El tío Paloma se irguió, como si fuese a pegarle. ¿Quería dejarle en paz? ¿Buscar él otra vez a aquel cobarde...? ¡Que le dejasen dormir! No quería revolver el barro, con peligro de hacer pública la deshonra de su familia.

-Però... a on està? -preguntaba ansioso el padre.

Él iría solo; pero ¡por Dios! debía decirle el sitio. Si el abuelo no hablaba, sentíase capaz de pasar el resto de la vida registrando el lago, aunque hiciera público su secreto.
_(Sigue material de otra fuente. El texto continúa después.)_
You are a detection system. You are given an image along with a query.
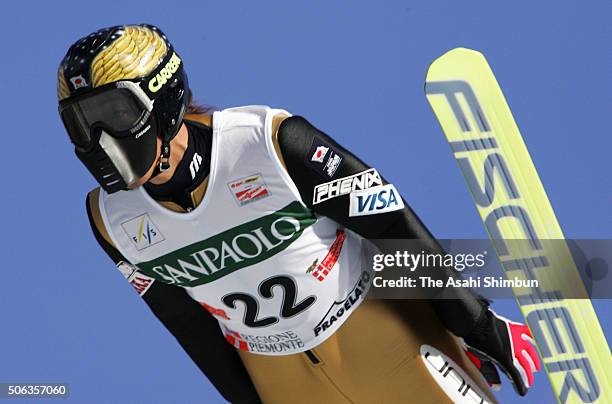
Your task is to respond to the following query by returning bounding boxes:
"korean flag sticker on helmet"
[349,184,404,216]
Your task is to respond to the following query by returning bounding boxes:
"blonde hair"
[57,25,167,101]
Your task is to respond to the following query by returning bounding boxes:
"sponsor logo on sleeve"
[305,137,344,178]
[227,174,270,206]
[323,152,342,178]
[310,146,329,163]
[349,184,404,216]
[312,168,382,205]
[117,261,155,296]
[121,213,165,251]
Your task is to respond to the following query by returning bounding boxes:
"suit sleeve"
[86,193,261,404]
[278,116,488,337]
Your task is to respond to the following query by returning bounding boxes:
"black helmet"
[57,24,189,193]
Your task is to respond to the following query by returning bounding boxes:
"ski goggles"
[59,80,157,193]
[59,80,153,151]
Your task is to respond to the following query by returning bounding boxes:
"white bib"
[99,106,370,355]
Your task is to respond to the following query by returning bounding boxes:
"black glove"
[464,309,541,396]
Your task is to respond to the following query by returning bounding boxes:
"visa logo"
[349,184,404,216]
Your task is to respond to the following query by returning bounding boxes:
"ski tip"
[425,47,487,86]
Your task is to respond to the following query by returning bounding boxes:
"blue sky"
[0,0,612,403]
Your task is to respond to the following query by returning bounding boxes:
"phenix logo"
[148,53,181,93]
[121,213,164,250]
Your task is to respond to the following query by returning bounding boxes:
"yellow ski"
[425,48,612,403]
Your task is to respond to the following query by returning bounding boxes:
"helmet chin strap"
[151,140,170,178]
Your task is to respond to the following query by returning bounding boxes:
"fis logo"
[189,153,202,180]
[349,184,404,216]
[121,213,165,251]
[312,168,382,205]
[148,53,181,93]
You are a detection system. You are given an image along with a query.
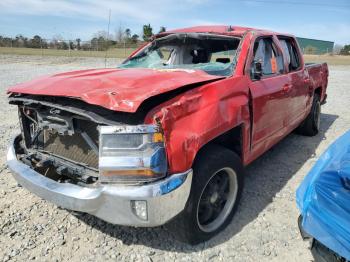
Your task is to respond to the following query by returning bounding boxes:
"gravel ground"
[0,55,350,261]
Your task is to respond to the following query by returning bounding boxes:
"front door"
[250,37,291,154]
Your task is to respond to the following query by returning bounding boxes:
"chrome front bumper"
[7,139,192,227]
-En la mata del Bolodró -dijo por fin el viejo-. Te costará d’encontrar. Y cerró los ojos, inclinando la cabeza para reanudar aquel sueño del que no quería salir.

El tío Toni hizo un gesto a la Borda. Cogieron sus azadones de enterradores, sus perchas de barqueros, los agudos tridentes que servían para la pesca de las piezas gruesas, encendieron un farol en la luz del candil, y en el silencio de la noche atravesaron el pueblo para embarcarse en el canal.